Keeping this simple chronological structure, the author provides challenging ideas and presents historical fact in a way that I haven’t personally seen before.
I found the book well written and thought provoking. Most of the time the author doesn’t provide a single view on a topic but presents different angles and interpretations explaining their pros and cons. This often led me to argue by myself for one or the other view and comparing my observations to the ones provided by the author.
Throughout the book you can hear loud and clear what is probably one of the obsessions of the author. Most of the topics presented are filtered through the question “Did this improve the happiness of humankind? What about the happiness of the individual?”. This, as far as I know, is a reading that is seldom presented in schools or by other historians and gives a whole different perspective on history. You will find yourself challenged by claims that might have never occurred to you and might make you uncomfortable. You will be asked to rethink or solidify your positions on sex and gender, twentieth century ideologies, religion, racism, slavery, equality, animal rights, morals and ethics, individualism, nationalism and consumerism.
The author saves the last couple of chapters for what they probably consider the most important questions to ask ourselves. Are you happy? Are you entitled to decide of your own happiness? What is happiness? Is it equivalent to pleasure? Can we reverse engineer happiness? And again, can we hack evolution and take control of it, decide where to go next? Can we achieve supernatural abilities, enhance ourselves or are we doomed to go the way of Dr. Frankenstein? What are the ethical implications of all this? Can we even imagine a future in which Homo Sapiens is not a “God on earth”, in which it’s not the dominant species?

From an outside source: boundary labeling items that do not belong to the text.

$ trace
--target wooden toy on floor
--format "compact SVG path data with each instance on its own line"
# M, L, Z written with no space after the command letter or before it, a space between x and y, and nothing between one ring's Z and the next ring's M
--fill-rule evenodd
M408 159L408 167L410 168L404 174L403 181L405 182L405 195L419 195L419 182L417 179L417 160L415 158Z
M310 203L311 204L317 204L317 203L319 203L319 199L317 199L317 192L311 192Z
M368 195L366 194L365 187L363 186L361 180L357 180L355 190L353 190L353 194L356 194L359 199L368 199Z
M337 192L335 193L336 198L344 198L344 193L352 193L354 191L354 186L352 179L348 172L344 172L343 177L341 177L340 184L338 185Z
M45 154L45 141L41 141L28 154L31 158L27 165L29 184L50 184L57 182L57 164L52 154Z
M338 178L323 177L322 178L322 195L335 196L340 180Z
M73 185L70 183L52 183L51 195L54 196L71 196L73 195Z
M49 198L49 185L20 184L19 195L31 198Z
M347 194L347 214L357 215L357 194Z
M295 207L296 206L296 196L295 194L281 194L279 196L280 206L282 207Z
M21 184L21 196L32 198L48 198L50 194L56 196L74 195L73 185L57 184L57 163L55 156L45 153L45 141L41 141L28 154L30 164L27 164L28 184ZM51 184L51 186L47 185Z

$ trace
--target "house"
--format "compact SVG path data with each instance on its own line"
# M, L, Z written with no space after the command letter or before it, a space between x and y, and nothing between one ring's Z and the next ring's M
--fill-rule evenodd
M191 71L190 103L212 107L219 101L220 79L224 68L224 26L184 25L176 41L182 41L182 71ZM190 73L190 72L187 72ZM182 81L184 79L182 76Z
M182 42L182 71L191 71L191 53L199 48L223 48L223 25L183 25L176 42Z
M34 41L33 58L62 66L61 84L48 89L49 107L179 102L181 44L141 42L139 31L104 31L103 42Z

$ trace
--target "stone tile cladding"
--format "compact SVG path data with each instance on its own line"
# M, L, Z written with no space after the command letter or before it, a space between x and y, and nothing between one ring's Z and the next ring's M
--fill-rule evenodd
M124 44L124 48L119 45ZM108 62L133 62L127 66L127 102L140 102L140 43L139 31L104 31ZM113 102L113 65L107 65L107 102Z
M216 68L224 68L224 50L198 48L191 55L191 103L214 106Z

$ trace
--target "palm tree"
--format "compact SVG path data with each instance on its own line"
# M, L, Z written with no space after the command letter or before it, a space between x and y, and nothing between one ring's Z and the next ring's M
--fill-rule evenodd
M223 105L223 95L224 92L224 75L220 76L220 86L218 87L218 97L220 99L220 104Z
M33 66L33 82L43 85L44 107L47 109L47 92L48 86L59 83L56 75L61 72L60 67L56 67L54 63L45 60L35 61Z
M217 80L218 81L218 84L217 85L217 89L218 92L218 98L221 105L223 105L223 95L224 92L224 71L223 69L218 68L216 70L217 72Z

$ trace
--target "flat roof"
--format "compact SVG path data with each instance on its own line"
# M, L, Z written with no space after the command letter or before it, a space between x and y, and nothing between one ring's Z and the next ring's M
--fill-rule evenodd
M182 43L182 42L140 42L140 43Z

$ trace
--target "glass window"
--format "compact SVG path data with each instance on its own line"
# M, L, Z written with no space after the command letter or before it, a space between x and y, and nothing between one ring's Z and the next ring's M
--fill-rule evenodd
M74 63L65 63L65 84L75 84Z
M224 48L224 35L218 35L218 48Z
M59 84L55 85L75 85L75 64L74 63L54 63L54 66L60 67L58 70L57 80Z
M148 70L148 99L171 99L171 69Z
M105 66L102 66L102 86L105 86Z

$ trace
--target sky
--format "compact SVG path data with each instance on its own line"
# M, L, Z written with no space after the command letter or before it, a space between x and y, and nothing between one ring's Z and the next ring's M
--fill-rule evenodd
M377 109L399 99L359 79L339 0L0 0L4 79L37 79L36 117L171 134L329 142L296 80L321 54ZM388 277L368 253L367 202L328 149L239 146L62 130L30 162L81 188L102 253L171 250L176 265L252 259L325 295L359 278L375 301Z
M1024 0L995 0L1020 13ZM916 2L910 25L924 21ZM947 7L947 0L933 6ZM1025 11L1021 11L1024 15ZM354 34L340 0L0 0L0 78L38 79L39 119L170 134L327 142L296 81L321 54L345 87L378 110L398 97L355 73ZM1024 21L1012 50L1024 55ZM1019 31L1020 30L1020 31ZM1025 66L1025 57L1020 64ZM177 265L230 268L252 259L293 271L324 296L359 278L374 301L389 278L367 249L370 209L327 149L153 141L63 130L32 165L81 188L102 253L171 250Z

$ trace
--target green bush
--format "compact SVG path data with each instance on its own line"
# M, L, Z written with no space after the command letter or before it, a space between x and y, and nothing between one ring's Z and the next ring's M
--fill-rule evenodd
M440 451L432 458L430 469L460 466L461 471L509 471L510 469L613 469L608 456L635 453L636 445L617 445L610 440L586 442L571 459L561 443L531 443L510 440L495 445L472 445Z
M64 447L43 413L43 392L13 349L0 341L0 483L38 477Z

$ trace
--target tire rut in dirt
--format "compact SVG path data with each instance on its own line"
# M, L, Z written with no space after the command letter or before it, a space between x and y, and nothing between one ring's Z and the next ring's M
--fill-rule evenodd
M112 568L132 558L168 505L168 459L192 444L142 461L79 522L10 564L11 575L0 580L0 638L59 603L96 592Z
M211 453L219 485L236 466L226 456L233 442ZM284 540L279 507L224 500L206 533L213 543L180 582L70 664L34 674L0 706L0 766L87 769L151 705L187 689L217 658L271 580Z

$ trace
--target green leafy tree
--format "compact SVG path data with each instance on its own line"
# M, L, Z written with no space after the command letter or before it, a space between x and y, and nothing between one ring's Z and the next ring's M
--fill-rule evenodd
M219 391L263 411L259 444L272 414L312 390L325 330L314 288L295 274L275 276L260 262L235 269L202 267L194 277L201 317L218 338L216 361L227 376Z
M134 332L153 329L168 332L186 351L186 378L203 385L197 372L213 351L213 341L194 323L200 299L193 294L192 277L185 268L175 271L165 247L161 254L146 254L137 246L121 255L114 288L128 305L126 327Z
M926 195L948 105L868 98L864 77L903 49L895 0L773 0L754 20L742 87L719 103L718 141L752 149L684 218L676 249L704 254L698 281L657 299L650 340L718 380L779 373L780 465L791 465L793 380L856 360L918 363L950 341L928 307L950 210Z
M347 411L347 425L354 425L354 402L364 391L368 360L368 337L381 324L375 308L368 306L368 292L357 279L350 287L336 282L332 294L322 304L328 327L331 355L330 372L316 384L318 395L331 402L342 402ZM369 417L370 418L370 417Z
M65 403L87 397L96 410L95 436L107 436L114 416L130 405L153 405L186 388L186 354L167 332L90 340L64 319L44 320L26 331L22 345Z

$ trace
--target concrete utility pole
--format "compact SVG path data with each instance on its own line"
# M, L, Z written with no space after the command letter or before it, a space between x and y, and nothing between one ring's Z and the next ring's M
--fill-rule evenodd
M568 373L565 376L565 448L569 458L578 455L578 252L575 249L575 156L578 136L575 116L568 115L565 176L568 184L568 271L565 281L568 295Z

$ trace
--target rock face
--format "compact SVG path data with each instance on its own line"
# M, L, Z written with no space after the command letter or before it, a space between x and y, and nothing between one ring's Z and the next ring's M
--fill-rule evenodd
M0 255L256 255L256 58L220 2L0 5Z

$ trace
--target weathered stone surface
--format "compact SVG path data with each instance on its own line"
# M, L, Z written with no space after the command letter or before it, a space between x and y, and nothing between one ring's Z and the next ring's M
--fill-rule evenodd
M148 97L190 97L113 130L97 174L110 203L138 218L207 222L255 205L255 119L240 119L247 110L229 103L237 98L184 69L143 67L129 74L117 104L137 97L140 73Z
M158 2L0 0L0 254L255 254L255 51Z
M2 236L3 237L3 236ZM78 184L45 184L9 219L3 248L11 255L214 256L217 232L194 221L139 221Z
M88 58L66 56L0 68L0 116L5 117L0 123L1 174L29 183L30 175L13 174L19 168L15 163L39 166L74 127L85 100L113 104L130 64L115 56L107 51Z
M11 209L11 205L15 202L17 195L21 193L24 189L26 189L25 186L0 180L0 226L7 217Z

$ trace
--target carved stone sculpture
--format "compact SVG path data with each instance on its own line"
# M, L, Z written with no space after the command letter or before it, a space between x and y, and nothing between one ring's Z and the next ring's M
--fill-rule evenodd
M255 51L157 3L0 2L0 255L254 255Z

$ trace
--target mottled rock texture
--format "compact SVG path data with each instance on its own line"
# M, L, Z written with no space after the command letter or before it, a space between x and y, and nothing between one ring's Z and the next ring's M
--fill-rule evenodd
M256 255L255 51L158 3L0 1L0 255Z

At times the author makes little effort to hide their personal beliefs. From reading the book I would assume the author is vegan (or at least supports the animal rights movement) and a Buddhist (especially interested in the peculiar Buddhist idea of happiness). This is not necessarily a negative but occasionally alters the impartiality of the author in analyzing a topic.
The last chapter also provides a series of “predictions” about the future of humans and technology. While this is done to lead the reader to more philosophical questions, these are still predictions of a 2014 (non necessarily tech-savvy) person. This felt like reading a novel from the Fifties talking about the technology of the future. A few of them have a sci-fi taste and in other cases are simply outdated (especially when it comes to AI and superintelligence). This is not necessarily the author’s fault and actually confirms the fact that scientific research is advancing faster than the average Homo Sapiens can manage to process.
I would suggest it to anyone who is looking for a non-fiction book than can help you rethink yourself as a person and ourselves as a species.